I have two butterflied pork tenderloin chops. I am wondering how best to cook them (bake in oven vs skillet) in order to not dry them out? Any recommendations on heat and time?



bella S. December 24, 2010
The original recipe had you stand the chops up and roast them in the oven. I would think that their goal was to have them golden all over. We are talking about a recipe from the mid - late 70's. We cook so differently now. I don't cook certain cuts of pork past medium. (I'm not talking braises, smoking, etc, but a chop or a tenderloin.) I would like to recreate the flavors of those orange-glazed chops, but not through the same cooking method.
pierino December 24, 2010
Another coinky-dink. I was just browsing through Melissa Clark's book (looking for something else) and bumped into a similar recipe with the same idea in mind. She does add one of my favorite secret ingedients to the braise; chopped anchovies! Ahoy! But same concept except that she starts it stove top and then finishes in the oven.
But to Bella SF, I can think of no good reason for the chops to stand up and salute, bone side down. It's a braise.
bella S. December 24, 2010
Wow, that brought back a memory of a stuffed pork chop that I made eons ago. It was a recipe from a card that was part of one of those, "We'll send you a packet of cards every month and you'll send us money." clubs. As I remember, that recipe was one of the only recipes I felt was worthwhile in the whole series, but boy, was it good. The stuffing and the glaze were orange based.

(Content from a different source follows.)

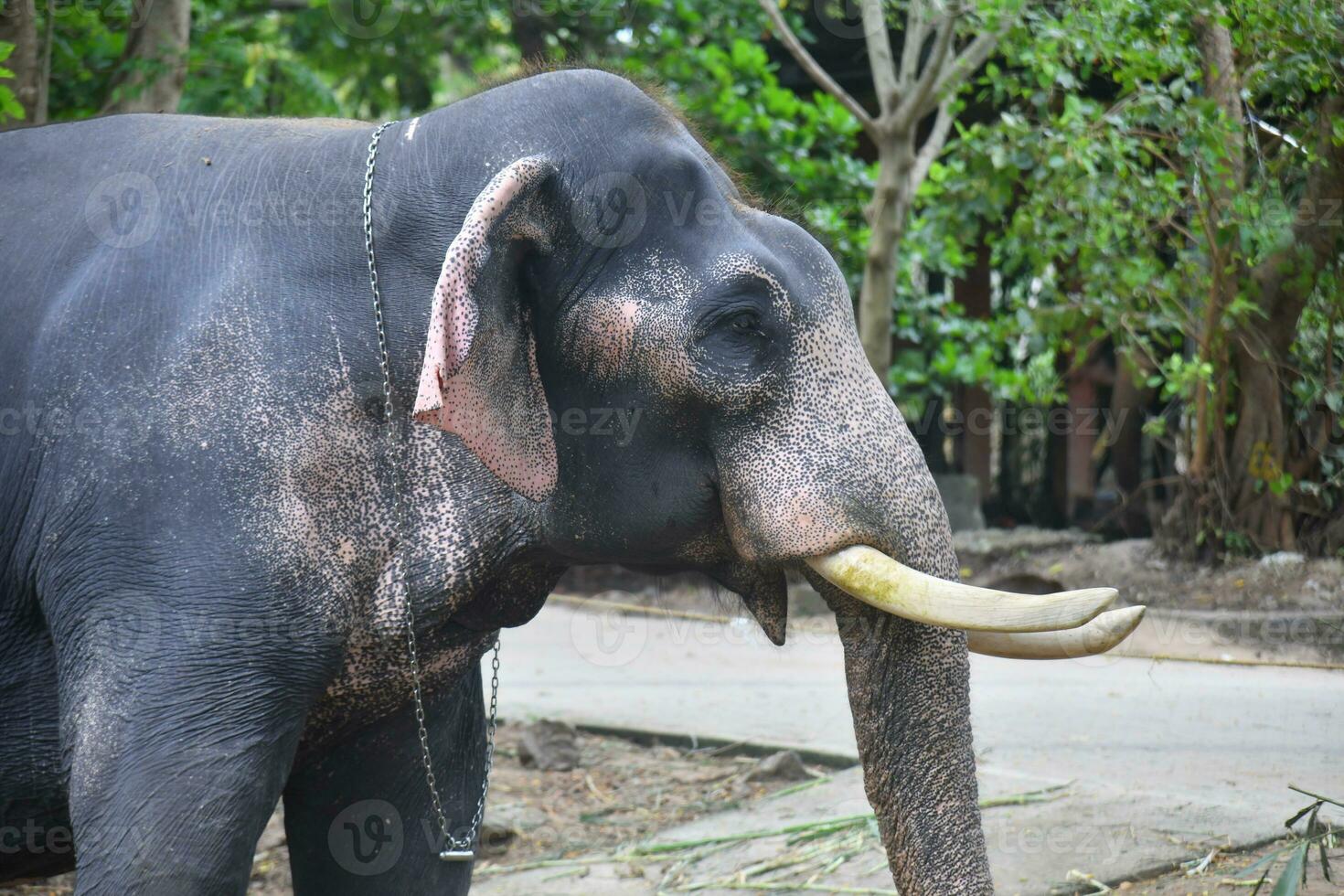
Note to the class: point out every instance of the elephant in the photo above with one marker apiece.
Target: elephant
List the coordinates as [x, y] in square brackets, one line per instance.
[212, 521]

Try bread cubes, onion, celery, herbs, orange rind, orange juice, salt and pepper, maybe some apple. Since you said pork tenderloin, I imagine that the chops are boneless. You could pound them, making them flatter, put the stuffing on and then roll them up. I would brown them in a cast iron and then throw them in the oven. I would go low and slow. Pork tenderloin can dry out so easily, At the end of the cooking time (I would use a thermometer to check for doneness.) you could brush on a glaze. Make a mixture of orange juice, orange marmalade, some brown sugar, and I seem to remember some cider vinegar. The original recipe called for huge rib chops with a pocket cut into them. It was hard getting them to stand up, bone-side down throughout the cooking time. I like the thought of butterflying a loin or tenderloin, and then stuffing it. A new recipe may be born. Thanks for the reminder.
pierino December 24, 2010
Anytime I hear pork chop (especially thick pork chop) I first think of braising them stove top in a covered skillet. Liquid could be a combination of broth and wine with herbs which complement pork, such as rosemary or thyme. As they are already butterflied you could even add a stuffing. This method will keep them from drying out. Cooking time depends on thickness and weight.